By Nico Strydom
One often hears it being said: you are never too old to start saving. But at what age should you start saving to ensure that you make enough provision for your old-age?
According to experts, the reality is that most South-Africans don’t retire comfortably and this results in people having to lower their standards or even having to work longer before they can retire.
Research by Nedbank indicates that only one out of 10 South Africans who retire can maintain their living standard, while six out of 10 people have not made sufficient provision for their retirement.
The reason for this is that people are not empowered to know how much they should save to be able to retire comfortably. People also find it difficult to save due to the high cost of living and people who change their employment often let the money they saved (for example pension) be paid out to settle other commitments.
You need approximately 35 years to save enough money for retirement. This means you have to start saving by at least 30 years of age if you want to retire at 65.
People who start saving for their retirement at a young age, are encouraged to follow a moderate to aggressive risk investment approach and systematically change it as they grow older.
It is true that if you start saving for your retirement earlier, the amount you have to set aside each month will become all the more affordable. If you start putting away money earlier, you will reap the benefits.
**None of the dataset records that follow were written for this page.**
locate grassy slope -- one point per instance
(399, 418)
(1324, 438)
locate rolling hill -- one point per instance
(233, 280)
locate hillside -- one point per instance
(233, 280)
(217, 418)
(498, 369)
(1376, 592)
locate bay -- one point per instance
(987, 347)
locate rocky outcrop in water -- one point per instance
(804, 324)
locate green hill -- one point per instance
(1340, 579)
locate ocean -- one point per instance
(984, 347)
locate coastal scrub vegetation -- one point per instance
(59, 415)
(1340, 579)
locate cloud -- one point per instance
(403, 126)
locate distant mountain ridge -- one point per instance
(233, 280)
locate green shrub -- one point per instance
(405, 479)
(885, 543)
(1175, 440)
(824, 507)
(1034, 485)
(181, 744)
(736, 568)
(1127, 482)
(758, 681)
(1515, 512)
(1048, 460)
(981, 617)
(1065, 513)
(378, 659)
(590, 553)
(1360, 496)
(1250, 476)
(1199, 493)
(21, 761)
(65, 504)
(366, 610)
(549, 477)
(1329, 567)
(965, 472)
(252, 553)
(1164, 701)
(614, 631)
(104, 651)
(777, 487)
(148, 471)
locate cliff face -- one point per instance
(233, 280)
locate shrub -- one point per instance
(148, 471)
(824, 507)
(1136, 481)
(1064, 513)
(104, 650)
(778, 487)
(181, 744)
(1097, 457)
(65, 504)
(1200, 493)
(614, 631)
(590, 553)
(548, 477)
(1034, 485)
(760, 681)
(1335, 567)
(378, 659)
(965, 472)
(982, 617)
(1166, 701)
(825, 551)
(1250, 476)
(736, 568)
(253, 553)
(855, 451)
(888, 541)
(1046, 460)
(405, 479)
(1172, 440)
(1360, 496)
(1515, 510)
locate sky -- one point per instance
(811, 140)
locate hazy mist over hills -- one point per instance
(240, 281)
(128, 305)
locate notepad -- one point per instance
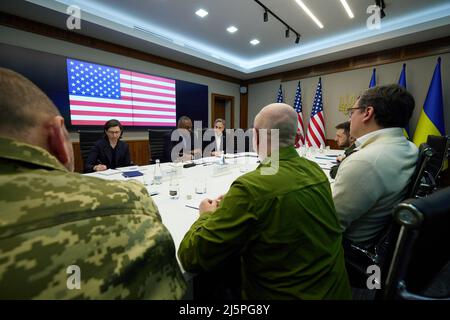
(131, 174)
(108, 172)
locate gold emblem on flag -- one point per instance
(346, 102)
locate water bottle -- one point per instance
(157, 177)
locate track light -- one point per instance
(288, 27)
(380, 4)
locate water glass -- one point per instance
(200, 185)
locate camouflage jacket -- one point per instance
(61, 230)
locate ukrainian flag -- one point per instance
(431, 120)
(402, 82)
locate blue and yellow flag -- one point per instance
(431, 120)
(373, 80)
(402, 82)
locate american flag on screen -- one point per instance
(280, 97)
(99, 93)
(315, 136)
(300, 139)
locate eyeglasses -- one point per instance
(350, 111)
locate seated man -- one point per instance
(218, 143)
(184, 142)
(64, 235)
(282, 225)
(373, 180)
(343, 140)
(109, 152)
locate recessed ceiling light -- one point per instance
(232, 29)
(348, 9)
(201, 13)
(309, 13)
It is difficult to determine how much you should save. In South Africa the unofficial rule is that you should be able to replace about 75% of your income to retire comfortably. In this scenario, however, it is accepted that you no longer have a home-loan or other large debts.
Most important therefore is to start saving for your retirement as early as possible, try to save more than is necessary, never let your savings be paid out, pay off debt and to get professional advice.
There are different savings options available for retirement and each has its pros and cons. These include, among others, a pension fund provided by your employer, a provident fund with which you can receive pay-outs when you retire, a retirement annuity you take out yourself and additional investments.